Peygamber Efendimiz'i Hazreti Ebû Bekir kadar sevecek ikinci bir insan tasavvur etmek mümkün değildir. Nitekim bir hadislerinde Allah Resûlü “Herkes beni inkar ettiği zaman, o beni tasdik etti” buyurarak bu hakikati dile getirmektedir. Hazreti Ali de, “İrtidad hadiselerinde herkes Hazreti Ebû Bekir’e bir şeyler
tavsiye ederken, o atına bindi, Peygamber’in yolunda tek başıma olsa da giderim dedi.” ifadeleriyle Hazreti Ebû Bekir'in Allah Resûlü'ne olan sevgisini ve bağlılığını anlatmaktadır.
Allah Resûlü'nü bu ölçüde seven ve hayatının her döneminde bir lahza olsun yanından ayrılmayan Hazreti Ebû Bekir'in, Efendimiz'in dar-ı bekaya irtihalinden sonra tekfin ve defin esnasında Hazreti Ali'nin yanında bulunmadığını görüyoruz. Çünkü o anda ondan daha önemli bir mesele vardı; o da Efendimiz'in irtihalini müteakip o güne kadar yapılan şeyler yıkılabilir, bazıları Müslümanlar arasına nifak sokabilir ve önü alınmaz ayrılıklar ve parçalanmalar meydana gelebilirdi. İşte tam bu esnada Hazreti Ebû Bekir ortaya çıktı ve, “Her kim, Hz. Muhammed'e tapıyorsa, bilsin ki O, vefat etti. Her kim Allah'a iman ediyorsa, bilsin ki O, Hayy u Kayyumdur” demişti. Arkasından “Muhammed, sadece resûldür, elçidir. Nitekim O’ndan önce de nice resûller gelip geçmiştir. Şayet O ölür veya öldürülürse, siz hemen gerisin geriye dinden dönecek misiniz? Kim geri
döner, dinden çıkarsa, bilsin ki o Allah'a asla zarar veremez. Ama Allah hidâyetin kadrini bilip şükredenleri bol bol mükâfatlandıracaktır.” (Âl-i İmran Sûresi, 3/144) ayetini okuyunca, umumun hissiyatına tercüman olan
Hazreti Ömer, “Zannettim ki o ayet yeni nâzil oldu. Hazreti Ebû Bekir, bizi uyardı.” diyecektir. Daha sonra bilindiği üzere Hazreti Ebû Bekir, Hazreti Ömer ve Hazreti Ebû Ubeyde gibi çok şuurlu ve Efendimiz'in davasını iyi kavrayan müminler, Benî Saîde Sakîfe'sinde toplanarak orada hilafet meselesini halletmişlerdir.

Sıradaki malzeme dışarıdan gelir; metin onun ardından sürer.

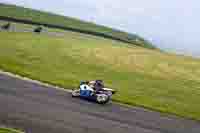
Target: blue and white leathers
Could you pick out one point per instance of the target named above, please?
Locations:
(85, 90)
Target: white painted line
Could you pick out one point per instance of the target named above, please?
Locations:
(33, 81)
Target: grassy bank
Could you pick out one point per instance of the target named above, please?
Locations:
(49, 18)
(143, 77)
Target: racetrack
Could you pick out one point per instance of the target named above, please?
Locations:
(38, 109)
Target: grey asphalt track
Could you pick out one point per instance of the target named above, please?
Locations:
(38, 109)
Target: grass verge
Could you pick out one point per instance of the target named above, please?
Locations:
(9, 130)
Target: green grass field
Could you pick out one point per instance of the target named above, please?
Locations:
(8, 130)
(142, 77)
(49, 18)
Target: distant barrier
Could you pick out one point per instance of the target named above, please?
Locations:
(63, 28)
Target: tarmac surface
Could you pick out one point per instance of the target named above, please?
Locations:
(38, 109)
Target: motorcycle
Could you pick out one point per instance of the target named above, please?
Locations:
(89, 91)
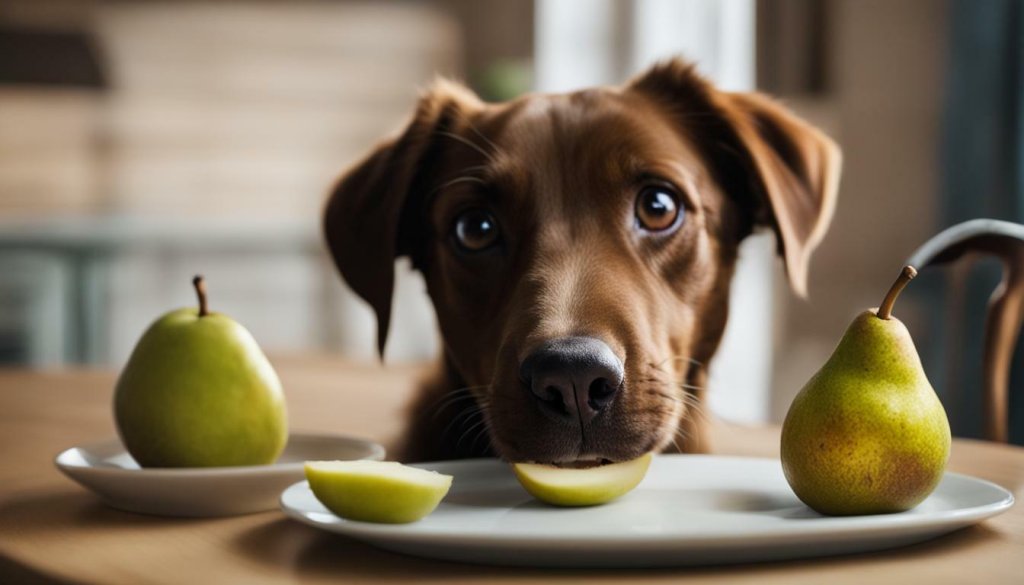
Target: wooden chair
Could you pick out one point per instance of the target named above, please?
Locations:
(1006, 307)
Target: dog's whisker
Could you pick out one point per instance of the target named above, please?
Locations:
(477, 425)
(484, 430)
(468, 142)
(464, 416)
(453, 397)
(495, 148)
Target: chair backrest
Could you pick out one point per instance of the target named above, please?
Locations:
(1005, 241)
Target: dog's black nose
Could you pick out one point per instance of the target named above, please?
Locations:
(572, 377)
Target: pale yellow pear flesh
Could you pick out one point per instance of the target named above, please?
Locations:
(383, 492)
(588, 487)
(866, 434)
(198, 391)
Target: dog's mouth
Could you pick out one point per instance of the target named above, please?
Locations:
(582, 463)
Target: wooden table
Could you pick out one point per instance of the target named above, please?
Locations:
(52, 530)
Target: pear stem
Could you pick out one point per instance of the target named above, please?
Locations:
(200, 285)
(886, 308)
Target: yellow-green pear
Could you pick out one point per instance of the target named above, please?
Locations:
(586, 487)
(199, 392)
(867, 433)
(384, 492)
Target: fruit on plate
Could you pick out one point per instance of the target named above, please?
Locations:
(583, 487)
(867, 434)
(199, 392)
(384, 492)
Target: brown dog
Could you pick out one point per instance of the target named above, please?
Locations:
(579, 250)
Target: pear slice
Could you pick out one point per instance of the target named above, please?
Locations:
(588, 487)
(384, 492)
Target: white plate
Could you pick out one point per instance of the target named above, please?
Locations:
(109, 470)
(688, 510)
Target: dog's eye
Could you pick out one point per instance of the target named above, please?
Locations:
(475, 230)
(656, 208)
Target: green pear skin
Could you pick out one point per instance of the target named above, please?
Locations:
(867, 433)
(198, 392)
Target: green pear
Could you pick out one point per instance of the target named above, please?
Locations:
(867, 433)
(384, 492)
(585, 487)
(199, 392)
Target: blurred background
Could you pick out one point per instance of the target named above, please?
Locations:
(143, 141)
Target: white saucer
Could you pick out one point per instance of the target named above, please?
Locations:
(688, 510)
(105, 468)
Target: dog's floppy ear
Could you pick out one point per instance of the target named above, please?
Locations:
(369, 220)
(756, 144)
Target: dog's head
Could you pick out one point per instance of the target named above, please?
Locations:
(579, 248)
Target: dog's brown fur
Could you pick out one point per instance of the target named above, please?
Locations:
(560, 173)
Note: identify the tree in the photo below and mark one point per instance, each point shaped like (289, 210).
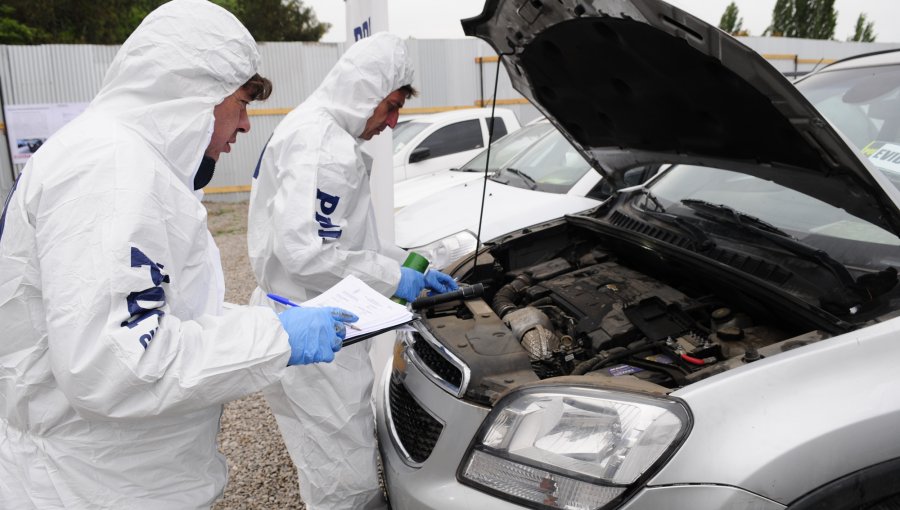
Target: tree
(111, 21)
(807, 19)
(731, 21)
(279, 20)
(865, 32)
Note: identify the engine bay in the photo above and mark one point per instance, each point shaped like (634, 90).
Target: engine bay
(611, 311)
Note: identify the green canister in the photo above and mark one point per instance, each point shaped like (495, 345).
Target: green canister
(416, 262)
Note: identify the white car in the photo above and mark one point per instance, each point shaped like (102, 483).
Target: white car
(543, 181)
(440, 141)
(725, 336)
(501, 152)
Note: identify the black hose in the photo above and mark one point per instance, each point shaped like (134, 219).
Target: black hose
(505, 298)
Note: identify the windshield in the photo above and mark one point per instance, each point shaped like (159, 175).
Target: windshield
(847, 238)
(551, 164)
(864, 104)
(405, 131)
(506, 148)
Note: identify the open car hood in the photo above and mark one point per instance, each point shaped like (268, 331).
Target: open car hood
(634, 82)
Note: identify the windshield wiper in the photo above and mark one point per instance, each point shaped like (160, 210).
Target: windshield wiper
(650, 196)
(525, 177)
(737, 217)
(772, 233)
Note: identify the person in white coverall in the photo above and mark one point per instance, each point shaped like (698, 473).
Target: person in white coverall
(311, 223)
(116, 355)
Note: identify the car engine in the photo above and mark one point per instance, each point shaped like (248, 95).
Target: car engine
(611, 311)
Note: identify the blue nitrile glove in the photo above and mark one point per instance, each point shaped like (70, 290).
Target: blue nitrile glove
(439, 282)
(315, 334)
(411, 284)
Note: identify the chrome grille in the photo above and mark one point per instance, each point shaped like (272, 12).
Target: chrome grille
(435, 362)
(416, 430)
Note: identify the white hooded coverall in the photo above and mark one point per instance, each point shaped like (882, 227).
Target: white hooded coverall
(115, 355)
(311, 223)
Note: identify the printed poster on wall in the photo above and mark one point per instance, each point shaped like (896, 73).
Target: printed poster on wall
(29, 125)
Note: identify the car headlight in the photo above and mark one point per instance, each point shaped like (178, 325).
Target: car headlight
(565, 447)
(444, 251)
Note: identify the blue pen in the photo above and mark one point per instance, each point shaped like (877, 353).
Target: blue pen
(288, 302)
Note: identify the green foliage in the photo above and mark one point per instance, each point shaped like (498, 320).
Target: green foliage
(277, 20)
(864, 32)
(112, 21)
(806, 19)
(731, 21)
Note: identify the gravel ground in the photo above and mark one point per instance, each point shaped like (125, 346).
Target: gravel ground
(261, 475)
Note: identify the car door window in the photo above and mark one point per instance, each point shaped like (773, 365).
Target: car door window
(497, 127)
(458, 137)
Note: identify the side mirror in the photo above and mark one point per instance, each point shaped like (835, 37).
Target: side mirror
(419, 154)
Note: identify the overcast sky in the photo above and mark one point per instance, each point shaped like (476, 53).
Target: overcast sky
(439, 19)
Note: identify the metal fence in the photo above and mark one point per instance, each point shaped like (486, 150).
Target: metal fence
(450, 74)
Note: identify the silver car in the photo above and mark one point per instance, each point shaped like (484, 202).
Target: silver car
(726, 336)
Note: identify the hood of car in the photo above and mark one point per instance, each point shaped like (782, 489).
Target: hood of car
(428, 220)
(412, 190)
(635, 82)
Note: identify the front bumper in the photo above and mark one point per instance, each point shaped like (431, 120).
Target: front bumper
(431, 484)
(425, 430)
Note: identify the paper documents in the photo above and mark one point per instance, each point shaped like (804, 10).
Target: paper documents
(376, 312)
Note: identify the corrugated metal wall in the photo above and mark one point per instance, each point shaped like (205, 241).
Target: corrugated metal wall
(450, 73)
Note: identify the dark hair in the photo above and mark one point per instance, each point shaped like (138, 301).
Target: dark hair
(409, 91)
(258, 87)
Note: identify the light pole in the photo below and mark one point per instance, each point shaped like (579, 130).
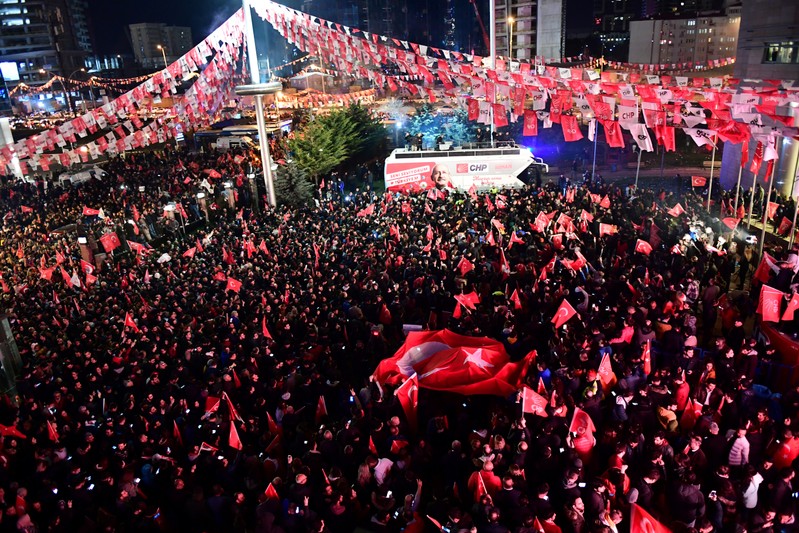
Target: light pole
(163, 54)
(63, 86)
(510, 38)
(492, 21)
(259, 90)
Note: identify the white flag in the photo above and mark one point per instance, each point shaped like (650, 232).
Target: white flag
(771, 149)
(693, 120)
(628, 116)
(700, 136)
(485, 113)
(641, 136)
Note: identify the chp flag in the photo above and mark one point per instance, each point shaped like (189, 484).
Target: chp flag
(533, 403)
(446, 361)
(643, 522)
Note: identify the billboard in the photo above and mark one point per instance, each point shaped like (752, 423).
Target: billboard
(9, 71)
(492, 169)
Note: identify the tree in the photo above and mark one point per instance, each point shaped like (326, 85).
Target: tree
(323, 144)
(370, 134)
(292, 186)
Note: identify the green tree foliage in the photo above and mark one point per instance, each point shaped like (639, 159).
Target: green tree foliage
(371, 134)
(345, 136)
(452, 124)
(323, 144)
(292, 185)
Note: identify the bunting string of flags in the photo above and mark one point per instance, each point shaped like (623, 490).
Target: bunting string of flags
(616, 100)
(124, 116)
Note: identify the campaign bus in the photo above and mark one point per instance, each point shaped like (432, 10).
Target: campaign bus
(482, 168)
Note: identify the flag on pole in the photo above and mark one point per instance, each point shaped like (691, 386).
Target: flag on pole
(408, 396)
(533, 402)
(564, 313)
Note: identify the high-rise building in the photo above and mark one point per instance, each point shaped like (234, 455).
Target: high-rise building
(685, 40)
(42, 37)
(768, 49)
(529, 28)
(154, 43)
(612, 26)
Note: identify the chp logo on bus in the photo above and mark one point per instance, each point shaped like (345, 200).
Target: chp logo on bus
(405, 175)
(471, 168)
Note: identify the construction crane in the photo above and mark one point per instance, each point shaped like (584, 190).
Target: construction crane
(486, 40)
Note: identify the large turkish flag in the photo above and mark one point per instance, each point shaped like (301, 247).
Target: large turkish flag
(446, 361)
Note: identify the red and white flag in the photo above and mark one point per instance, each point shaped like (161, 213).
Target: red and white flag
(533, 403)
(408, 396)
(233, 285)
(446, 361)
(769, 306)
(792, 306)
(606, 375)
(130, 323)
(647, 358)
(643, 247)
(563, 314)
(643, 522)
(233, 439)
(581, 423)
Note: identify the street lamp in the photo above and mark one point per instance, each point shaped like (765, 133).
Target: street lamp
(259, 90)
(163, 53)
(511, 20)
(64, 87)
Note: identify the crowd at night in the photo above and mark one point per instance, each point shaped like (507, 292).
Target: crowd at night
(230, 384)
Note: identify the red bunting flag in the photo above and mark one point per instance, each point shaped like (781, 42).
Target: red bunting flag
(581, 423)
(366, 211)
(533, 402)
(233, 440)
(731, 222)
(764, 269)
(676, 211)
(321, 409)
(793, 305)
(517, 302)
(769, 307)
(771, 209)
(647, 358)
(564, 313)
(643, 247)
(465, 266)
(530, 128)
(607, 229)
(233, 285)
(110, 242)
(643, 522)
(606, 375)
(408, 396)
(571, 131)
(130, 323)
(271, 493)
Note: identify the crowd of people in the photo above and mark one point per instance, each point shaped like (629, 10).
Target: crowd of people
(175, 384)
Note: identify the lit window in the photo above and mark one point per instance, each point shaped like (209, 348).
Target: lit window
(784, 52)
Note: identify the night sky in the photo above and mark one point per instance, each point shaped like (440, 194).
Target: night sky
(110, 19)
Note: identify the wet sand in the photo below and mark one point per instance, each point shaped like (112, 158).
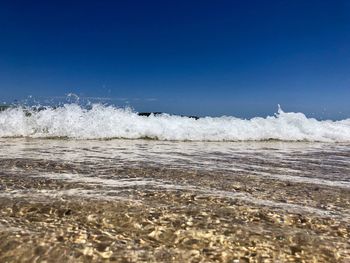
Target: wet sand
(78, 210)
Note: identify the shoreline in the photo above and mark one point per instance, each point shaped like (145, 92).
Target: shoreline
(47, 217)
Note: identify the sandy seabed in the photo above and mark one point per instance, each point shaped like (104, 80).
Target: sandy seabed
(55, 211)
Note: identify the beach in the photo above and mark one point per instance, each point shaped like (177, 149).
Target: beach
(157, 201)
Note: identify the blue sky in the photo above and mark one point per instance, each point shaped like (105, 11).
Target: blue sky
(237, 58)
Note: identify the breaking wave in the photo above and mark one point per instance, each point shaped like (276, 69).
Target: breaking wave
(106, 122)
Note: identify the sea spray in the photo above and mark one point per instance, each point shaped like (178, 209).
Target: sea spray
(106, 122)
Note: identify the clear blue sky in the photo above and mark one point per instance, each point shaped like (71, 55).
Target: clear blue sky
(237, 58)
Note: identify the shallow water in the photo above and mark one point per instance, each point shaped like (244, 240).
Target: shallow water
(310, 181)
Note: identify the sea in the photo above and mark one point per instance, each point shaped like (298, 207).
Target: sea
(286, 164)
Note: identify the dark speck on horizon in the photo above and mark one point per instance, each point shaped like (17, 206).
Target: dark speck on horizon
(238, 58)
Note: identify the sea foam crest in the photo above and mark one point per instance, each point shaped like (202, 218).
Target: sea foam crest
(103, 122)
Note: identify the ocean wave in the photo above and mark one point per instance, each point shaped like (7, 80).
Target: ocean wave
(106, 122)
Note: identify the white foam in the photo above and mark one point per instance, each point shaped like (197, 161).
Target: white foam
(103, 122)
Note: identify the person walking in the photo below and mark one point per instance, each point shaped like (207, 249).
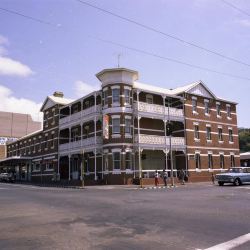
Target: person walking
(182, 177)
(165, 177)
(156, 178)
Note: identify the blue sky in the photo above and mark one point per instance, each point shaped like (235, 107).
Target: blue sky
(37, 59)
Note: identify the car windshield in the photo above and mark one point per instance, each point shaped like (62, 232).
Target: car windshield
(235, 170)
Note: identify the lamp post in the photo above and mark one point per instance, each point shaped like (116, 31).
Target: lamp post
(82, 168)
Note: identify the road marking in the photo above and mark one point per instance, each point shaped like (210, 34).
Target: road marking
(232, 243)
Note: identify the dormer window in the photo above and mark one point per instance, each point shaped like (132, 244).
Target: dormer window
(149, 99)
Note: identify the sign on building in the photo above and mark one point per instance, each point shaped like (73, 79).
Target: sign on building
(106, 127)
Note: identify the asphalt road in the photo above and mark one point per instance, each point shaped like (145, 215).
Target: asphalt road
(196, 216)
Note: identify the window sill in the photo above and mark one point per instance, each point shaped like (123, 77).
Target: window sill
(116, 171)
(129, 136)
(116, 105)
(116, 135)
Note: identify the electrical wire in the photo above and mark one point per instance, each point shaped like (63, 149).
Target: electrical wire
(163, 33)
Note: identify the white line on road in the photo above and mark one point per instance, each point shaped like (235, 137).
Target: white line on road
(232, 243)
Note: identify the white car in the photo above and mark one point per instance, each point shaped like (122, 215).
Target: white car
(236, 175)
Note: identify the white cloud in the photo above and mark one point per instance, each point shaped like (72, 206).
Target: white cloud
(81, 88)
(9, 66)
(10, 103)
(12, 67)
(244, 22)
(3, 41)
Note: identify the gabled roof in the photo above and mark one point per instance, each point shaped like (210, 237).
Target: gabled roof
(53, 100)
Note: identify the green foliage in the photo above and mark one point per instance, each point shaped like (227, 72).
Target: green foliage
(244, 139)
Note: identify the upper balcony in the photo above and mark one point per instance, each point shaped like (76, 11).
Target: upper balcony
(155, 141)
(158, 111)
(81, 115)
(77, 145)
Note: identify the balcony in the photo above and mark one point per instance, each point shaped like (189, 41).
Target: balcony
(80, 115)
(160, 141)
(155, 110)
(80, 144)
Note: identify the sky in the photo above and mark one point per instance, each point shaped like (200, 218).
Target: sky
(65, 50)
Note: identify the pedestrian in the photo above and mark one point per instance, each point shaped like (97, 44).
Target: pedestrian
(165, 177)
(213, 178)
(182, 177)
(156, 178)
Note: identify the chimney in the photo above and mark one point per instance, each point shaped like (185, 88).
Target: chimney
(58, 94)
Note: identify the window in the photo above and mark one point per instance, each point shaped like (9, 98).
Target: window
(208, 134)
(116, 160)
(218, 109)
(230, 135)
(127, 126)
(52, 141)
(116, 95)
(105, 97)
(220, 134)
(128, 160)
(127, 96)
(48, 166)
(149, 99)
(232, 161)
(196, 132)
(194, 105)
(207, 110)
(228, 111)
(116, 125)
(74, 134)
(46, 142)
(36, 167)
(197, 160)
(210, 161)
(222, 161)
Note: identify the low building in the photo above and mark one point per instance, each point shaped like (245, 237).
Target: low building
(245, 159)
(14, 126)
(127, 130)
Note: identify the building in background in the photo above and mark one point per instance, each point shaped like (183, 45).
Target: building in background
(14, 126)
(127, 130)
(34, 156)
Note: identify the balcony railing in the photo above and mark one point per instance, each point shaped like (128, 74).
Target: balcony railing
(81, 143)
(159, 140)
(158, 109)
(79, 115)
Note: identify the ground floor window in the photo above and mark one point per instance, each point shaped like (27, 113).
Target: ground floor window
(116, 160)
(210, 161)
(197, 161)
(128, 159)
(49, 166)
(222, 161)
(232, 161)
(36, 167)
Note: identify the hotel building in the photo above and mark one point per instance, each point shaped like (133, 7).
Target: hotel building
(127, 130)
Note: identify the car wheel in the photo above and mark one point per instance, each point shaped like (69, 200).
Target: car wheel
(237, 182)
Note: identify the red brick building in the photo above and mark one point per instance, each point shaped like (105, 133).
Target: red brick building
(127, 130)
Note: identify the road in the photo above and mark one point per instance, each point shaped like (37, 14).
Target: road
(195, 216)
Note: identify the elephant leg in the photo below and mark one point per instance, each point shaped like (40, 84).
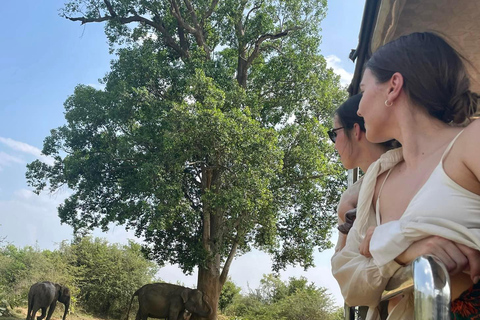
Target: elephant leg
(44, 312)
(34, 312)
(51, 309)
(173, 315)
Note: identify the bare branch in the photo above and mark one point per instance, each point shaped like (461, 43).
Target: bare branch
(191, 10)
(110, 8)
(84, 20)
(210, 10)
(157, 25)
(265, 37)
(251, 10)
(175, 10)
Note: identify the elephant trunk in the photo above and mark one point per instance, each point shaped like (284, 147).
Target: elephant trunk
(67, 305)
(206, 309)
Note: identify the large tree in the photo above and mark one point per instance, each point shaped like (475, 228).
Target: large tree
(209, 137)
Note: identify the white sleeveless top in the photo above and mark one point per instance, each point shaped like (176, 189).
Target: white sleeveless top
(440, 197)
(440, 200)
(441, 207)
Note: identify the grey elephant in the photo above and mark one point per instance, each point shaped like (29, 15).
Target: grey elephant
(169, 301)
(43, 295)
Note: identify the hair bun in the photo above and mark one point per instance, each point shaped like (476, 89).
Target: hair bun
(462, 107)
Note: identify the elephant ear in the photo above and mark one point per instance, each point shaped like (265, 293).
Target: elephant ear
(184, 295)
(58, 289)
(65, 291)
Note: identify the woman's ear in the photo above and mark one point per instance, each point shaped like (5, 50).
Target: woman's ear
(395, 87)
(357, 131)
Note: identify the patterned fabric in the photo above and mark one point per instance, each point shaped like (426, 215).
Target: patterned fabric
(467, 306)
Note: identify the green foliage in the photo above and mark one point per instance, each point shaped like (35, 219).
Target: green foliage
(21, 267)
(101, 276)
(108, 274)
(210, 136)
(175, 138)
(291, 300)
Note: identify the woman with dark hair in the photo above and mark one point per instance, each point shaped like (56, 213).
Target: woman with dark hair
(423, 198)
(348, 135)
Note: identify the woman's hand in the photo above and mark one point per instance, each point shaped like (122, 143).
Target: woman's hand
(455, 257)
(364, 247)
(473, 257)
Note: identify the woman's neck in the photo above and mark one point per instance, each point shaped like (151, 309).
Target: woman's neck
(422, 136)
(371, 154)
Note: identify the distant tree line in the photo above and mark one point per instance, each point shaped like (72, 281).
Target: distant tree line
(103, 276)
(100, 275)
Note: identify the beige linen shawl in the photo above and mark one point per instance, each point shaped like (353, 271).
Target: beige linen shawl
(362, 280)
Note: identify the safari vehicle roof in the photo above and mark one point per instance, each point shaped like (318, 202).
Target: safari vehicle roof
(458, 21)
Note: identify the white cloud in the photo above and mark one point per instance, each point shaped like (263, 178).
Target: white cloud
(28, 219)
(6, 160)
(98, 86)
(25, 148)
(334, 63)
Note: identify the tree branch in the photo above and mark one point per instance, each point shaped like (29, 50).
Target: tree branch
(210, 10)
(157, 25)
(265, 37)
(175, 11)
(228, 262)
(110, 8)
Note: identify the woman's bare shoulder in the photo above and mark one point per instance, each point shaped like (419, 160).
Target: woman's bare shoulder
(468, 148)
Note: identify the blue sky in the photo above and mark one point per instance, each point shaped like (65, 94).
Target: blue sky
(42, 58)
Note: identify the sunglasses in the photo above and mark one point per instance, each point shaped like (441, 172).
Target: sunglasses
(333, 134)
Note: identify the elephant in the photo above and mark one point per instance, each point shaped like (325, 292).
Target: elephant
(169, 301)
(43, 295)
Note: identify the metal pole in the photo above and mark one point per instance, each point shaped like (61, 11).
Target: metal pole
(431, 283)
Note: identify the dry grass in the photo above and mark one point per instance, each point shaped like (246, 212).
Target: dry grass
(20, 313)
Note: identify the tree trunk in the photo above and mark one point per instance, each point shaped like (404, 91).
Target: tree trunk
(209, 283)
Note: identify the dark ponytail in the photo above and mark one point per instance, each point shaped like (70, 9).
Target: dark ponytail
(434, 75)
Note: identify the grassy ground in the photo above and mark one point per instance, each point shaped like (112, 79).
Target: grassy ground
(21, 313)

Allah Resûlü'nü bütün sahabiler çok seviyorlardı ve hepsi de O'na gönülden bağlıydılar. Esasen böyle bir bağlılığın da hiçbir zararı yoktur. Ancak yanlış olan, O'nun getirdiği mesajı O'na bağlı görmek ve O gidince de her şey bitti zannetmektir.
Hazreti Ebû Bekir'in sergilediği bu şuurlu tabloyu, Hazreti Ömer'in hilafeti zamanında da görüyoruz. Hazreti Halid, Hazreti Ömer'in ordu komutanıdır. O, atını İran'ın üzerine sürdüğünde İran'ın bütün güçlerini çökertir, Roma İmparatorluğu'nun üzerine sürdüğünde de onların surlarını yıkar ve eşi benzeri olmayan büyük bir askerî deha gösterir. İşte Hazreti Ömer bu büyük komutanı görevinden azletmiş ve azil sebebini de şöyle ifade etmiştir: “Halid! Allah biliyor ki seni çok seviyorum. Fakat
halk, elde edilen zaferleri, senin şahsında buluyor. Ama ben biliyorum ki, bu zaferleri bize ihsan eden Allah'tır. Bu sebeple seni görevinden azlediyorum.” Nitekim Hazreti Halid görevinden alındıktan sonra da zaferler yine devam etmiş ve halk, kazanılan zaferlerin Hazreti Halid'den değil Allah'ın lütfundan kaynaklandığını anlamıştır.
Eskiden olduğu gibi günümüzde de bu düşünceye saplanıp bir kısım meseleleri şahıslarda görenler olmuştur. Hâlbuki İslam'daki fetih hareketleri, Efendimiz'in vefatından sonra devam ettiği gibi manevi sahadaki fetihler de her zaman sürüp gitmiştir. Mesela
Abdülkadir Geylani Hazretleri’yle, Şâh-ı Nakşibendi Hazretleri vefat etmişler; ancak günümüze kadar onların devamı mahiyetinde nice insanlar gelmiştir.
Aslında her müminin böyle düşünmesi gerekir. Çünkü hepimize Allah'ın lütfu müşterek olarak gelmektedir.
ÖZETLE
1- Yapılan herhangi bir hizmette bazı şahısların yeri inkâr edilemez; ancak şahıslar, aynı zamanda tamamen hizmet demek de değildir.
2- Büyüklere düşen kimseden saygı ve hürmet beklememek, bize düşen ise onlar istemese de her zaman ve zeminde onlara karşı saygılı davranmaktır.
3- “Falan kişi ayrılırsa heyetimiz yıkılır, dağılır” anlayışı içinde, belli şahıslara bel bağlayıp, her şeyi onların şahsında bulmak, İslam'ın saf ve duru akidesine ters düşmektedir.